Still I voted albeit reluctantly to Remain in the EU but now wonder whether the UK will ever actually leave.

Possibly another general election in this country would assist settling not only the EU membership question but also that  of Scots' independence, once and for all.

Would the Labour Party be up for a general election at this time however?


  1. "Interestingly most (actually all!) catholic church priests and monks I have spoken seem to would prefer that the people in this country had not chosen Brexit."
    How big was your sample, Jerry?!

  2. Good morning Barnaby

    As it happens I spent the evening at a Benedictine Abbey the day after the referendum on the EU - I voted remain by the way, despite being at best, unenthusiastic about the EU because all my children who more likely than I to be affected by leaving the EU, wanted to remain.

    At supper the monks usually listen to readings but otherwise remain silent. After supper they all invited me into their sitting room for coffee and of course all the conversation was about Brexit.
    All the monks indicated that they would have preferred a remain outcome.
    Chatting to the local diocesan clergy in Wimbledon, 'remain' also seemed to be their preference.
    As for the 'Js', attending at a local SJ charity, all others present both laity and Js favoured remain too.
    People in the UK I think believe that the true colours of the EU attitude to the UK are becoming apparent now.
    That cartoon at one of the EU HQs (they have so many HQs!) in Brussels about Theresa May was allowed to remain by all present there so seems more than a silly prank. The EU's refusal to talk before Article 50 is actually invoked yet their stating in advance of Article 50 that the UK will have to agree to pay 50billion Euros up front before real talks begin; the fact that the UK has already paid what appear to be disproportionately vast sums to the EU; the original promise that the large sums paid to support agriculture eg in France would be reduced a few years after the UK joined the then Common Market, not really being fully honoured; the failure of continental Europe's free travel zone to cope with North African immigrants; the deal done with Turkey for billions of Euros which seems to me at least to be of questionable legality and the failure to offer David Cameron something decent when he tried to negotiate reasonable improvements before the referendum.

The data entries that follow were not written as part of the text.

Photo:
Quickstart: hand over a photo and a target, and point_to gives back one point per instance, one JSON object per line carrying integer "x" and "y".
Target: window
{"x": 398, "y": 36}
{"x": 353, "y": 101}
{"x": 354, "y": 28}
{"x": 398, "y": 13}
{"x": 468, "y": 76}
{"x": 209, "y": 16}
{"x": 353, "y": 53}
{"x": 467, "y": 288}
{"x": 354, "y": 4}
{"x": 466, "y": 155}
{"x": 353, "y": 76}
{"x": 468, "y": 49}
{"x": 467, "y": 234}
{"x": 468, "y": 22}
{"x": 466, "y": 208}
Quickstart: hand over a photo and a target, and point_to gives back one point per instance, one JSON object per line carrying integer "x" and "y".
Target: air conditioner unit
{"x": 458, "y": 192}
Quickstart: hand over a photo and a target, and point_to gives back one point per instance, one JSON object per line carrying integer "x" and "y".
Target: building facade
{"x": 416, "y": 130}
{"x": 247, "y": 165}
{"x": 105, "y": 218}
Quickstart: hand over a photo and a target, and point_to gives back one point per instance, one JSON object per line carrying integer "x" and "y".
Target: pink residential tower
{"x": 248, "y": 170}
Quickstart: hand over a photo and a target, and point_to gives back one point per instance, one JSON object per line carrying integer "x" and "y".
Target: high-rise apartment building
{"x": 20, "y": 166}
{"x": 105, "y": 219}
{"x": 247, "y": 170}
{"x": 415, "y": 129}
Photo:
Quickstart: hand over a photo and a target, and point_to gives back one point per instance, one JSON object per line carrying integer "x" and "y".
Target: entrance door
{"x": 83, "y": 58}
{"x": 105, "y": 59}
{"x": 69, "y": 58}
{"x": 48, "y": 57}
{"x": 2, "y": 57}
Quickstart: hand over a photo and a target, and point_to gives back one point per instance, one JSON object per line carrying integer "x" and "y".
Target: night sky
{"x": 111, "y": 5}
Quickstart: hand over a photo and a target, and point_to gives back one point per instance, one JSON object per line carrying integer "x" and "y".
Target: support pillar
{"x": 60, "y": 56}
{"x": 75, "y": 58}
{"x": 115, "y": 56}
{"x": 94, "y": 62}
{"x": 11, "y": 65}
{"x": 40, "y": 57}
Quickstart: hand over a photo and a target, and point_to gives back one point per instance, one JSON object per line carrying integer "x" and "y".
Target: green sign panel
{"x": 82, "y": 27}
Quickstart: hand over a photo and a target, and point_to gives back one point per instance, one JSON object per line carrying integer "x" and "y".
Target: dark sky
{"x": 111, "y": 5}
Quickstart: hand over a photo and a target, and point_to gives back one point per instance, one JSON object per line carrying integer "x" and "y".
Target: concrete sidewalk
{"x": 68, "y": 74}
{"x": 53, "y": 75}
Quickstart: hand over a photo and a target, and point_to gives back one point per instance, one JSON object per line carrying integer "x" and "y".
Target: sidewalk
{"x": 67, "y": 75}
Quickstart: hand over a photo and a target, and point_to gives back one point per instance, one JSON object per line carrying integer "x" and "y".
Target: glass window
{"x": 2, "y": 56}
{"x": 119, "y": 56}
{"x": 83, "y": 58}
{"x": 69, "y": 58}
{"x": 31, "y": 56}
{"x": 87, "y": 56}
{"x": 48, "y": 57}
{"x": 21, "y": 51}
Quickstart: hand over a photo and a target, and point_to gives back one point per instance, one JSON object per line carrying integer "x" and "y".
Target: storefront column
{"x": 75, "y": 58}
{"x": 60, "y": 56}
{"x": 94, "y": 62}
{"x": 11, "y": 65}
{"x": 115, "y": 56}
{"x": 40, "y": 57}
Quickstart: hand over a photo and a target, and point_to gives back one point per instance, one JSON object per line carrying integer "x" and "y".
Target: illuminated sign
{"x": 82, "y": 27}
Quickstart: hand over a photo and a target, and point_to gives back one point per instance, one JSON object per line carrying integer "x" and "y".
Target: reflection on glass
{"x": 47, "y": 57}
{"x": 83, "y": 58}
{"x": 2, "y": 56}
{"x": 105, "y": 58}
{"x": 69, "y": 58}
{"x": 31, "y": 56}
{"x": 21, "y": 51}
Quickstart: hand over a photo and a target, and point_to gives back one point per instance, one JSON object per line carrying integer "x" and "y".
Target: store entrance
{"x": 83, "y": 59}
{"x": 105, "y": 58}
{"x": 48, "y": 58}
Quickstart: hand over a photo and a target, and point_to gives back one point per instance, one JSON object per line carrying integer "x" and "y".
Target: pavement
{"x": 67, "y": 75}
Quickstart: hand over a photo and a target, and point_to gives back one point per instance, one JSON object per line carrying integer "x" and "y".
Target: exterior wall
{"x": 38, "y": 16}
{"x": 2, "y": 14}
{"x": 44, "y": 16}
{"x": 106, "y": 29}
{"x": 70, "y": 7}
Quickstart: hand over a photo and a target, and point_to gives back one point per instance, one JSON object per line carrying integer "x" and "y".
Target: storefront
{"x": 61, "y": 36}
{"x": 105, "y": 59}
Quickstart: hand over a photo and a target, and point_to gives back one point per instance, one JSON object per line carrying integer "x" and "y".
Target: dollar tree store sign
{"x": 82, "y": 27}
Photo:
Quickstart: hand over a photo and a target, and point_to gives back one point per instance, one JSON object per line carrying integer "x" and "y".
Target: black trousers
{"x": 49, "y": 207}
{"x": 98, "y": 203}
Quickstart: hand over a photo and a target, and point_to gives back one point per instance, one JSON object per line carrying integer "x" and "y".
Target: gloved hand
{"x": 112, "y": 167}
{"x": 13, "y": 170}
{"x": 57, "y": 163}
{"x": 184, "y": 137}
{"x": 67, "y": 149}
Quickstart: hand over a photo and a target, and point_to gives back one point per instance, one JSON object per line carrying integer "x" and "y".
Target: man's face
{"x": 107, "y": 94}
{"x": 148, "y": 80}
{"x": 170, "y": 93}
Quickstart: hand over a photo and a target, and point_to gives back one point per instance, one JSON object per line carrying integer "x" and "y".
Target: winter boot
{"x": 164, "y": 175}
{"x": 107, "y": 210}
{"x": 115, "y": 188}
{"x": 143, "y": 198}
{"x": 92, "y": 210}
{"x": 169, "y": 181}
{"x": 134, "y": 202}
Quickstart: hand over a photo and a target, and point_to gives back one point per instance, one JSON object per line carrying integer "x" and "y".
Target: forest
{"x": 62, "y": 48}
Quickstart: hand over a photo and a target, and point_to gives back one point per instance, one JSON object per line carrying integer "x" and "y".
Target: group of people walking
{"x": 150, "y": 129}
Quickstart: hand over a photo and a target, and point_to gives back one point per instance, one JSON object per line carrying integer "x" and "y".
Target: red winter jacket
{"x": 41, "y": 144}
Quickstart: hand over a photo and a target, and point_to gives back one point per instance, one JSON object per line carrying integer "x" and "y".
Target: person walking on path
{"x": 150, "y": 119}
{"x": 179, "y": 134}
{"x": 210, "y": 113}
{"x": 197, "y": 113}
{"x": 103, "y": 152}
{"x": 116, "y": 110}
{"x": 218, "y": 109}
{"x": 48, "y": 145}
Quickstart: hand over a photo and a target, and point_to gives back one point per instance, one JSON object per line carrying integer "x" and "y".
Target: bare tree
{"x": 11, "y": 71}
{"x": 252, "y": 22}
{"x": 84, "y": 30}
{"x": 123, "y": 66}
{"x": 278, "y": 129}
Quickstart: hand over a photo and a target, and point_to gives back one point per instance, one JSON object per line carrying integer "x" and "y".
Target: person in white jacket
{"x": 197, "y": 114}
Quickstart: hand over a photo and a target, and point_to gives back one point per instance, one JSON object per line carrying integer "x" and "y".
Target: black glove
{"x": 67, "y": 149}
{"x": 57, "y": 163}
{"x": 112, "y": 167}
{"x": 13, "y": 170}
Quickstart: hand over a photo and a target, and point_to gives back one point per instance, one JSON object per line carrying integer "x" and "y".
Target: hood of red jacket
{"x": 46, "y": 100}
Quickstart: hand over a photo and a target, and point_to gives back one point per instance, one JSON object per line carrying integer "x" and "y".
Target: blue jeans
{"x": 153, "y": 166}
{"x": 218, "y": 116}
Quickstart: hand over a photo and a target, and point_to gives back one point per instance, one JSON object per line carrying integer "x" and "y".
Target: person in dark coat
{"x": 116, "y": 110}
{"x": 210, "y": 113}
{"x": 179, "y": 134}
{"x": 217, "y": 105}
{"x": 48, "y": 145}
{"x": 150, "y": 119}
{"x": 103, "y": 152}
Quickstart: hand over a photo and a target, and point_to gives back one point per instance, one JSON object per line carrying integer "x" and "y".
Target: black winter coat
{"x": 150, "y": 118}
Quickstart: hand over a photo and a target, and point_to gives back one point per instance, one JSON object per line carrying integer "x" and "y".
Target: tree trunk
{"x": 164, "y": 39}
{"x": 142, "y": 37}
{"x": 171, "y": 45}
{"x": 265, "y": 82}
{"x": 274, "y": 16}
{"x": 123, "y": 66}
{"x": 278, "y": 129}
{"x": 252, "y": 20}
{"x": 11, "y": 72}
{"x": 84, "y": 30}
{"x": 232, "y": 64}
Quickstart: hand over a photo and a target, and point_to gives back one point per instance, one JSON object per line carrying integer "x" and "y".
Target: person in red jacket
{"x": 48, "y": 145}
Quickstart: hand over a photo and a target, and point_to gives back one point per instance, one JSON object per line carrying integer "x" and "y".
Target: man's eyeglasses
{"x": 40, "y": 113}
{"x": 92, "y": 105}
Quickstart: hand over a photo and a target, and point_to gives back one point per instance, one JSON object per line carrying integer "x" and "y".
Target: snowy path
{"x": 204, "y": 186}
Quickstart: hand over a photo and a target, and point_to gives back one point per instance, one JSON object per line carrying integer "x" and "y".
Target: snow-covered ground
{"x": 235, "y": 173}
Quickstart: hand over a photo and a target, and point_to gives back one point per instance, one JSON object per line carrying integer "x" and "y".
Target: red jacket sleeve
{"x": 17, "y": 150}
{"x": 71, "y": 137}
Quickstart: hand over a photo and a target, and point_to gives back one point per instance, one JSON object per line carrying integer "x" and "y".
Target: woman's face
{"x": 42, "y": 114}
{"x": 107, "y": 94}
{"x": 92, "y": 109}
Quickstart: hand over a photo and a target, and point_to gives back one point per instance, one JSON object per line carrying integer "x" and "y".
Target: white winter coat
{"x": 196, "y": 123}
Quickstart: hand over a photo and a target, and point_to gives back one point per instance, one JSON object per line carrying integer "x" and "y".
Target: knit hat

    Indeed the latter point tends to illustrate the EU attitude towards the UK generally hence sadly, the Brexit decision.

  3. Dear Jerry,
    It's such a complex subject, isn't it? One hardly knows where to begin! I would have voted Remain. For what it's worth, my two children (and spouses) voted remain; my sister voted Leave; one niece voted Remain; another and a nephew voted Leave. An old school friend voted Remain, though (like you) with some reluctance and hesitation.
    There are so many good arguments to be made on both sides, but for me the clincher is that the populists, in the worst sense, appear to be Brexiters. My own view is that there comes a point when you have to judge the message by the messenger, and I think that Farage and, I'm sorry to say, Johnson are beyond the pale. In this respect at any rate, this holds true for me in the USA as well.
    I know one shouldn't judge complex issues on moral grounds, but I'm afraid I do!

  4. The issues are larger than the characters of individuals though I sympathise with your comments.

    Still, another UK general election before Brexit actually happens, might be interesting Barnaby!